My assignment tracking Governor Hull across the pond was a real riot

Darwin's grave is so plain and obscurely placed I can only believe his rational spirit guided me there and talked me down. Good thing. I'd spoken with Lewis Carroll a few minutes prior, and he'd been of absolutely no help.

By the way, I didn't see Jane Hull in the Abbey. But here she comes now, striding up to the gate with a sour face and a small entourage of younger men I'm guessing are either gigolos or DPS bodyguards. . . .

. . . Damn! I just tried to ambush her with a question, but the ticket agents kept me back until she was inside the jetway. Now they're gesturing frantically for me to get on the plane. I'm the last to board. I have to stop writing. . . .

. . . Okay, we're now airborne, and my ill fortune continues: The governor's in first class, and I'm in coach. They won't let me into her cabin. I tried to pass the governor a note and a business card through a flight attendant, but I'm not sure she received it, as she has yet to reply. It's ironic, Governor Hull and me being on the same plane, since I spent the last four days hoping and trying to find her in London.

For starters, I called every hotel in the city identified to me as four- or five-star, but struck out. Maybe she went my route and stayed on the cheap with friends.

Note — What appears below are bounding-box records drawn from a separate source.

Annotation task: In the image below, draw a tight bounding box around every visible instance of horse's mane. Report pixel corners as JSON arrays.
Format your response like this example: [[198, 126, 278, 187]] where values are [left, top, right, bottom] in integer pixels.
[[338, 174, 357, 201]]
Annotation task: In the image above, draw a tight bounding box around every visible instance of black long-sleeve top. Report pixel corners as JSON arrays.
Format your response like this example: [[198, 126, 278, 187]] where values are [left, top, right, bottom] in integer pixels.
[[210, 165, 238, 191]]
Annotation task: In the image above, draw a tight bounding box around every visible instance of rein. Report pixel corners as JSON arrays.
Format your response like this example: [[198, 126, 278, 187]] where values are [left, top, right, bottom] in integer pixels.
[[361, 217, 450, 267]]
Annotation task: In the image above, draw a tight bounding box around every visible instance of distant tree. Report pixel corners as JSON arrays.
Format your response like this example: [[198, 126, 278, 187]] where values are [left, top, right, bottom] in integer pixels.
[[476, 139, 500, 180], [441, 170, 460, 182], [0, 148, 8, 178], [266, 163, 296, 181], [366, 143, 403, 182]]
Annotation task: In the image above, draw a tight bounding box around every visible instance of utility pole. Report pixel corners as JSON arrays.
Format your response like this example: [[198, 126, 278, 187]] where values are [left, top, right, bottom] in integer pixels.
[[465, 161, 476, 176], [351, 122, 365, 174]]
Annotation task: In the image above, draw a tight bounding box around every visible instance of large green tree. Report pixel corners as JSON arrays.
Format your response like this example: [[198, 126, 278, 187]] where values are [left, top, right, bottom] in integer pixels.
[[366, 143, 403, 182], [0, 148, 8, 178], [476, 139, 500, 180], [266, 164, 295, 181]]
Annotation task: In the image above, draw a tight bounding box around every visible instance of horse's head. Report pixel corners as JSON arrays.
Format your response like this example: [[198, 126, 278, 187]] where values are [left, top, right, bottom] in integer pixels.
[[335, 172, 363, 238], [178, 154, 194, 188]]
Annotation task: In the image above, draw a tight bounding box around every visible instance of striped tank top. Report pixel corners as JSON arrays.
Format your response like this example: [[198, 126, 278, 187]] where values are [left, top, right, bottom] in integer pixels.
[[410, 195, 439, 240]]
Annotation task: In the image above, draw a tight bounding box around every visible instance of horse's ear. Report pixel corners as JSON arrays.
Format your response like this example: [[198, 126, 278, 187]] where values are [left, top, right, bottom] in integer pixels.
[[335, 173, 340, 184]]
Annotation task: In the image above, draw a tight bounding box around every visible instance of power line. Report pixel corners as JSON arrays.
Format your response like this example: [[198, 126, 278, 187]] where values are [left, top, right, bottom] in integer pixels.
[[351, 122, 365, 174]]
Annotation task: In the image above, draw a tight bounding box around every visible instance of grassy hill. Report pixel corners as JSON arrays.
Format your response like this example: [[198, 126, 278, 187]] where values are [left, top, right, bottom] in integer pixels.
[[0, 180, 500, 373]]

Most nights I crashed in a Victorian house in the upscale district of Chalk Farm, a few doors down from rock star Noel Gallagher, whose home is hard to miss, as it's the only one in the area with a locked gate, and scrawled on the sidewalk in front is "The wanker from Oasis lives here!" with an arrow to his front door. The pillars to either side of Gallagher's gate appear as twin Rosetta stones, carrying hundreds of hastily scribbled messages from fans and critics. "Noel I love you!" "Bugger off, Noel, you suck!" and other such sentiments.

Sadly, I didn't see Jane Hull outside Noel Gallagher's place, either. Nor did I see her outside the McDonald's in Leicester Square, where she might have done some good, as the 86 members of Russia's national orchestra were playing on the street there in shifts for spare change -- "busking," in London speak.

The National Philharmonic Orchestra of Russia's first tour of Britain stalled in London because of poor ticket sales. Its members were forced to stay in youth hostels and busk for meal money. Watching Russia's finest classical musicians play Tchaikovsky beneath the Golden Arches, desperately hoping to elicit pocket change from passers-by, I finally and fully understood the extent to which NATO's Cold War triumph was a Pyrrhic victory for humanity.

I didn't find Jane Hull walking the Thames River, and I didn't find her checking out five centuries of colonial plunder in Britain's National Gallery. The Jamaican hashish dealers outside the fish markets in Brixton claimed not to have seen her -- "No mon, no such lady of power been getting irie here" -- but I suspect they knew more than they were telling.

Located on the eastern edge of the city proper, Brixton is one of few neighborhoods in the world where you can hear Jamaican patois, Korean, Chinese, Japanese, French, German, Spanish, Hindi and English spoken on the same block. Brixton's streets are constantly surveilled via security cameras attached to lampposts and rooftops. I was told the cameras were installed in a largely successful if Orwellian effort to curtail Brixton's thriving crack trade by pushing it farther east, into the city's suburbs, at the sacrifice of the greater public's right to privacy.

There's an odd duplicity at work in London when it comes to public safety and security. You won't find many trash cans on the street, and you won't find any in the underground stations, because the Irish Republican Army made a habit of putting bombs in them. In five days, I drank in three pubs in different parts of the city, all of which had been bombed by terrorists this decade.

On the flip side, in 1996, handguns were used to murder 30 in Great Britain. They were used to kill 9,390 in the United States. Whether that's because of England's strict gun laws, or because fewer violent people live there, or both, I don't know.

I do know, after visiting London for the first time, that popular culture across the pond is just as saturated with gun violence as it is here. The new, British-produced James Bond flick, in which 007 blows away countless enemies, including a woman he shoots in cold blood, then kisses, had as much hype in London as the last Star Warsflick in Phoenix. Prime-time screenings were sold out for a week to come. Yet I guarantee you more people will die by the gun in Phoenix this month than in London, trashing, in my mind, the argument that violent films and music induce people to kill, instead of the pawnshop availability of lethal firepower.

When violence does erupt in London, the weapons used are frequently exotic. I'll give you an example: Last Sunday, a madman walked out of his south London home stark naked, carrying a samurai sword. He entered the nearest church, screamed "God hates me," then began hacking parishioners assembled for morning Mass.